Capt. Franks also pepper-sprayed counterprotesters and journalists as ACTBAC reached the parking lot at the Morehead Planetarium. Right around the same time I personally observed that the unit allowed a gap in its bicycle line, prompting one officer to frantically yell for his fellow officers to tighten up. If the aggressive use of bicycles and pepper spray was premised on the fear that a melee would ensue if the police lost control, no one tried to make a run for it during the two- or three-second period when the gap opened. Surreally, all of us — counter-protesters, journalists and cops — were coughing from pepper spray together.
The Move Silent Sam Twitter account, maintained by activists involved with the protests asked on Tuesday: “Anyone working on getting answers about Capt. Jonathan Franks’ pepper spray misuse at UNC last week? And the inappropriate use of bicycles as weapons?” The tweet also asked whether a formal review was underway.
“It’s still being looked into by the department,” said Ronald Glenn, the public information officer for the Greensboro Police Department, while declining to elaborate.
Admittedly, subjectivity can come into play in the fraught dynamics of police involvement in conflict between ideologically opposed groups, so here’s another reporter’s take.
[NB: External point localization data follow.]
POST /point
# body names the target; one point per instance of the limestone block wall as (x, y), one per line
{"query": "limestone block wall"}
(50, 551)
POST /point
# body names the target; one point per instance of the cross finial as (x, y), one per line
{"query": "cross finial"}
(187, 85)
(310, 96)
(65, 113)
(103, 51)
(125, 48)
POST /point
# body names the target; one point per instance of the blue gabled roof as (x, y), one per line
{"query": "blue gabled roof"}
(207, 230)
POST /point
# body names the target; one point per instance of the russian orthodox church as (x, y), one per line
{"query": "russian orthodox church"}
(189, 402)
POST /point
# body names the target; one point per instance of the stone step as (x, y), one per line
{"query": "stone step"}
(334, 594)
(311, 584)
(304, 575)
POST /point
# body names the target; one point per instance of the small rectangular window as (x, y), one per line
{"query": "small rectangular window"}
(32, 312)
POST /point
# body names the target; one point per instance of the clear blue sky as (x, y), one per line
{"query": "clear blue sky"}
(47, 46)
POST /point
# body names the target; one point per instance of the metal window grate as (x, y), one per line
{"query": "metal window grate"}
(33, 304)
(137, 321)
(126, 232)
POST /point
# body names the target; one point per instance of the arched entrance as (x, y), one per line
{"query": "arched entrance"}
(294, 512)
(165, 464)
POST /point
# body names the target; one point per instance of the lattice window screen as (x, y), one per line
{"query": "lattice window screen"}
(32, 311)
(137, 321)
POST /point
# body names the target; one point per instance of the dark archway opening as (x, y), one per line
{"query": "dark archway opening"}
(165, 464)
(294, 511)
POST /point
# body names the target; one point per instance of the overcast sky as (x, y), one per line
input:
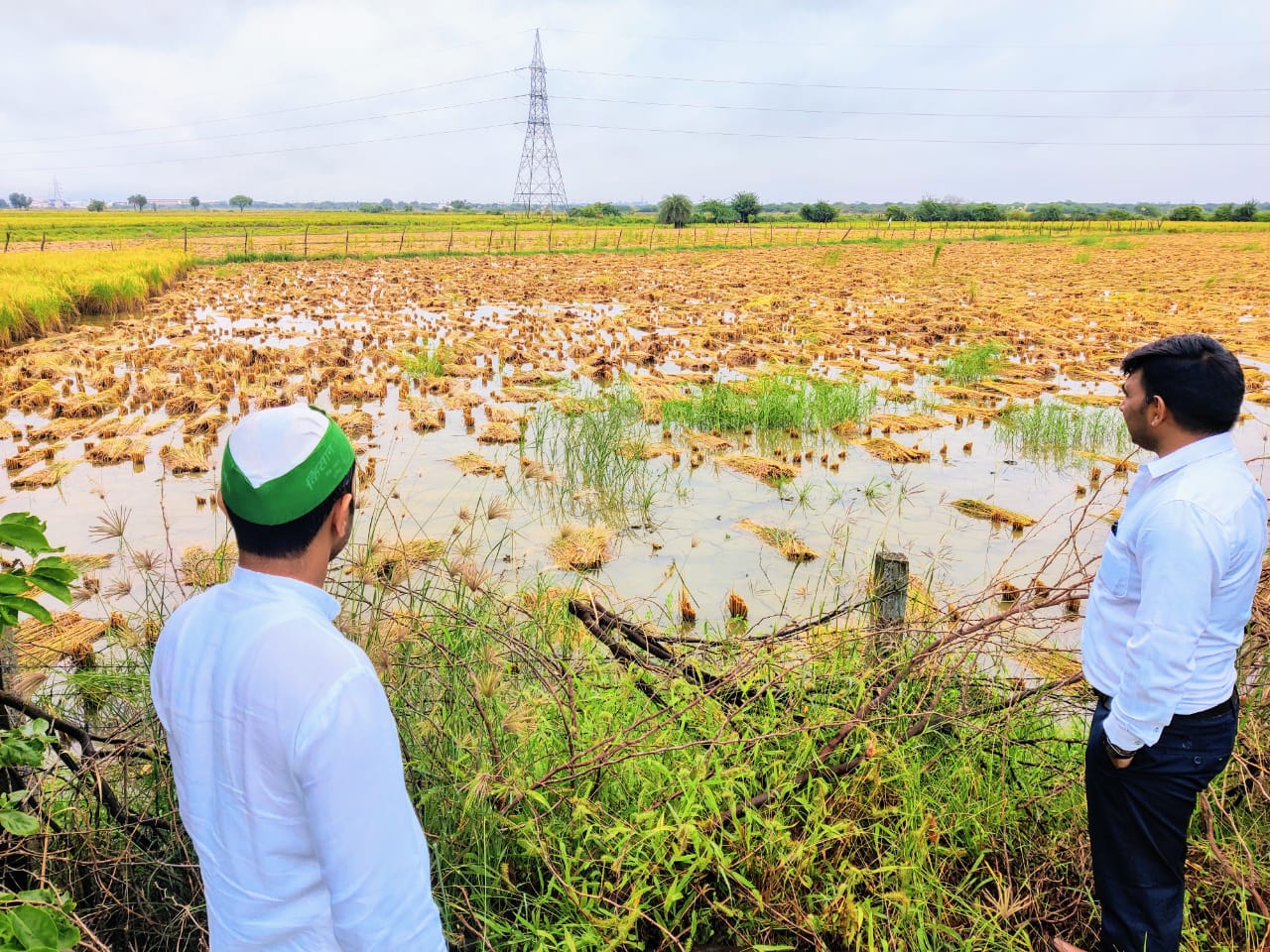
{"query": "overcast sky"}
(998, 100)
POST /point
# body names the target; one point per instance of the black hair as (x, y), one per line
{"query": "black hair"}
(290, 538)
(1201, 381)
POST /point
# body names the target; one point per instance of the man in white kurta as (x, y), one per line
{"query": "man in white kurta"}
(285, 752)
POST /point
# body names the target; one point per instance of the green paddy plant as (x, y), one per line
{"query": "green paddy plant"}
(42, 291)
(973, 362)
(1056, 430)
(781, 402)
(429, 363)
(601, 454)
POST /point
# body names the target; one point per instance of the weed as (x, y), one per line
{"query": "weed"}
(431, 363)
(973, 362)
(1056, 430)
(772, 403)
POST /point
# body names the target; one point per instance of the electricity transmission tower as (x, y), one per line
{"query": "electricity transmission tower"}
(539, 181)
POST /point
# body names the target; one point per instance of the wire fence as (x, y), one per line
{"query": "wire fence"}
(539, 238)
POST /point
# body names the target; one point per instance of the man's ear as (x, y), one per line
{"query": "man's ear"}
(341, 515)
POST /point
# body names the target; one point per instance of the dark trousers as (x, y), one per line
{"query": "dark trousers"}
(1138, 823)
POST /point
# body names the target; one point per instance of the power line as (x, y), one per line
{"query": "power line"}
(893, 89)
(267, 132)
(898, 139)
(268, 112)
(922, 114)
(275, 151)
(884, 45)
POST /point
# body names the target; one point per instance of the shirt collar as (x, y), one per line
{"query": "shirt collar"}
(282, 587)
(1192, 452)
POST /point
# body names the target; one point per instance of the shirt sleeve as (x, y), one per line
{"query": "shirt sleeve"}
(372, 852)
(1180, 565)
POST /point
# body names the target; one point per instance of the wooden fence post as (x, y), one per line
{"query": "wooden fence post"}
(889, 590)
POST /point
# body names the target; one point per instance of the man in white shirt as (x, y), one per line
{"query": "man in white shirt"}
(285, 753)
(1166, 616)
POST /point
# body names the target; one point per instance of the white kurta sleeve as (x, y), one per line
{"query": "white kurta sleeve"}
(372, 852)
(1182, 563)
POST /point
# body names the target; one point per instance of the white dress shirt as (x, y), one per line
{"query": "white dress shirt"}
(289, 774)
(1175, 588)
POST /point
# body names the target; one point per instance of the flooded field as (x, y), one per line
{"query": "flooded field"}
(685, 430)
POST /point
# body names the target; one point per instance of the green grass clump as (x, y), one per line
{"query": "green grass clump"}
(595, 448)
(781, 402)
(431, 363)
(1053, 429)
(973, 362)
(42, 291)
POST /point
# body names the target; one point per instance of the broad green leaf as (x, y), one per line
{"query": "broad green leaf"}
(13, 584)
(53, 587)
(24, 604)
(23, 520)
(35, 928)
(18, 823)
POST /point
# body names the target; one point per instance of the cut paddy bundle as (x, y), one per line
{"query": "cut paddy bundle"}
(581, 547)
(979, 509)
(204, 425)
(893, 452)
(425, 416)
(476, 465)
(116, 449)
(119, 426)
(1089, 399)
(203, 567)
(90, 561)
(503, 414)
(706, 442)
(499, 433)
(40, 645)
(50, 475)
(82, 407)
(1119, 463)
(357, 391)
(770, 471)
(356, 422)
(906, 422)
(785, 540)
(522, 395)
(59, 430)
(190, 404)
(32, 456)
(189, 458)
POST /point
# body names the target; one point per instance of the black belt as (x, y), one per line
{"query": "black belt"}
(1230, 705)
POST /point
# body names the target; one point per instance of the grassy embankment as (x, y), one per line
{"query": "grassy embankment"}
(216, 234)
(42, 291)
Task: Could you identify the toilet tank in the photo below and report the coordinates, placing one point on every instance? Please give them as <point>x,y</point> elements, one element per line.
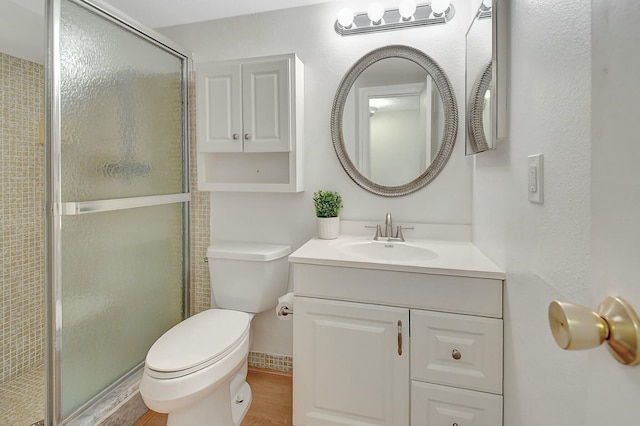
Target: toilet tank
<point>248,277</point>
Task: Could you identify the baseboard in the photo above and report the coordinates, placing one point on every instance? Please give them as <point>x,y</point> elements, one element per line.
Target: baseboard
<point>263,361</point>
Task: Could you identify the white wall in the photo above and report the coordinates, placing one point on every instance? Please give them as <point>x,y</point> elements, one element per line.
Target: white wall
<point>289,218</point>
<point>544,249</point>
<point>22,29</point>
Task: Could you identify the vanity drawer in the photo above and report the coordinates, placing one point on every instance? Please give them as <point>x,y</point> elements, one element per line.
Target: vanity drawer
<point>480,296</point>
<point>435,405</point>
<point>457,350</point>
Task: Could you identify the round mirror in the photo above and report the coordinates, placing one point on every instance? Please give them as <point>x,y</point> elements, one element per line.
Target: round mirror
<point>394,121</point>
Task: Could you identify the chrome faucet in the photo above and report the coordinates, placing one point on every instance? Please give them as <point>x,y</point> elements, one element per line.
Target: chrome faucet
<point>388,230</point>
<point>388,226</point>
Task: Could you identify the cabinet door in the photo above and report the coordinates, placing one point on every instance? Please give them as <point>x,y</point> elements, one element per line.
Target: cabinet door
<point>435,405</point>
<point>349,368</point>
<point>219,107</point>
<point>266,91</point>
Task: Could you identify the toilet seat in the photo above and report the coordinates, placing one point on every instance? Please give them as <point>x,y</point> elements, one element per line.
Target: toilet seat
<point>197,342</point>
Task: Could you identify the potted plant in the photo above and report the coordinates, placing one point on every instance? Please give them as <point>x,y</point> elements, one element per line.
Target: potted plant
<point>328,205</point>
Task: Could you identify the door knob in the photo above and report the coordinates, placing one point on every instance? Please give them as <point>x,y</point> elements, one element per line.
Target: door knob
<point>576,327</point>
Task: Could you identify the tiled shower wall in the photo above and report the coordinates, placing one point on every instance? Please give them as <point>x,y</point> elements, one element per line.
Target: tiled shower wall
<point>200,225</point>
<point>21,218</point>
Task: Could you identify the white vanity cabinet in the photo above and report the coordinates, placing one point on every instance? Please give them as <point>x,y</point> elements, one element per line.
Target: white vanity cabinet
<point>351,363</point>
<point>356,362</point>
<point>250,121</point>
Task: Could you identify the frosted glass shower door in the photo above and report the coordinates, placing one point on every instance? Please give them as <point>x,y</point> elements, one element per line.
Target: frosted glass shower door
<point>118,195</point>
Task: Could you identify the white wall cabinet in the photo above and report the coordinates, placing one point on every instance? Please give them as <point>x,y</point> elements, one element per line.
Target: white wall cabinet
<point>250,123</point>
<point>347,369</point>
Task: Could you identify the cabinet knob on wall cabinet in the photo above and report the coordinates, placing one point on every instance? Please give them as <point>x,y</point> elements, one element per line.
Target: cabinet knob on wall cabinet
<point>576,327</point>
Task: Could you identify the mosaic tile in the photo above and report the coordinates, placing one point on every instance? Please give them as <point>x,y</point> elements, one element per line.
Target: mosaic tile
<point>21,217</point>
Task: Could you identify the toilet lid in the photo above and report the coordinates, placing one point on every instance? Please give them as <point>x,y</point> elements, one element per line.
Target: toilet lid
<point>198,341</point>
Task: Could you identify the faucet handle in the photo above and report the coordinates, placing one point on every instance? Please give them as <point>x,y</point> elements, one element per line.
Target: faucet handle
<point>399,231</point>
<point>378,233</point>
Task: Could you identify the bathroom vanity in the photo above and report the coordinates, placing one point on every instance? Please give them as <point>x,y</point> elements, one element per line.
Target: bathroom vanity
<point>396,333</point>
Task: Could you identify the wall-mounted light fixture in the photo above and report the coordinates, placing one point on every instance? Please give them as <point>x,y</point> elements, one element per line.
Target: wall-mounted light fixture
<point>407,15</point>
<point>484,12</point>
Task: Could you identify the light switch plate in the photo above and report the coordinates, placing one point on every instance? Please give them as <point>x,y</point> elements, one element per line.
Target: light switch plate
<point>535,181</point>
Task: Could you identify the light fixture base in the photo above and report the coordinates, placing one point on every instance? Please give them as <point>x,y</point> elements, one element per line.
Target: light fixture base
<point>392,20</point>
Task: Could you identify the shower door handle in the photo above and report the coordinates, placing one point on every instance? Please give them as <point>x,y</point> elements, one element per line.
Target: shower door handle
<point>400,338</point>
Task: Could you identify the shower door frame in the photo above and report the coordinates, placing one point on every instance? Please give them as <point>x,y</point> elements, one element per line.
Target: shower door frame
<point>55,209</point>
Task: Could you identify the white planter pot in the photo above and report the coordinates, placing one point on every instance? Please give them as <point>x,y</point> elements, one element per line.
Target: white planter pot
<point>328,228</point>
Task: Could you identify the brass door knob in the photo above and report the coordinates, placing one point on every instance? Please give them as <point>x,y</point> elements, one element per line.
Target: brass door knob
<point>576,327</point>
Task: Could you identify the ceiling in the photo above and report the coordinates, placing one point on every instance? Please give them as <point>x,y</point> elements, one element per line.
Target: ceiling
<point>22,21</point>
<point>165,13</point>
<point>157,14</point>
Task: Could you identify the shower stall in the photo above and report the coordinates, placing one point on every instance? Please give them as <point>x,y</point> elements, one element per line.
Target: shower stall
<point>114,230</point>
“Things didn’t get really testy until police were escorting those supporters out of here and they used pepper spray on the counterprotesters — that’s when things really flipped,” said Briana Connor of WXII 12 News. “It’s just students out here now, and again this crowd here has been pepper-sprayed twice. And they’ve turned on cops, chanting some ugly things toward them, and police have been aggressive, too. I’ve noticed two separate instances where police got a little nasty with protesters out here.”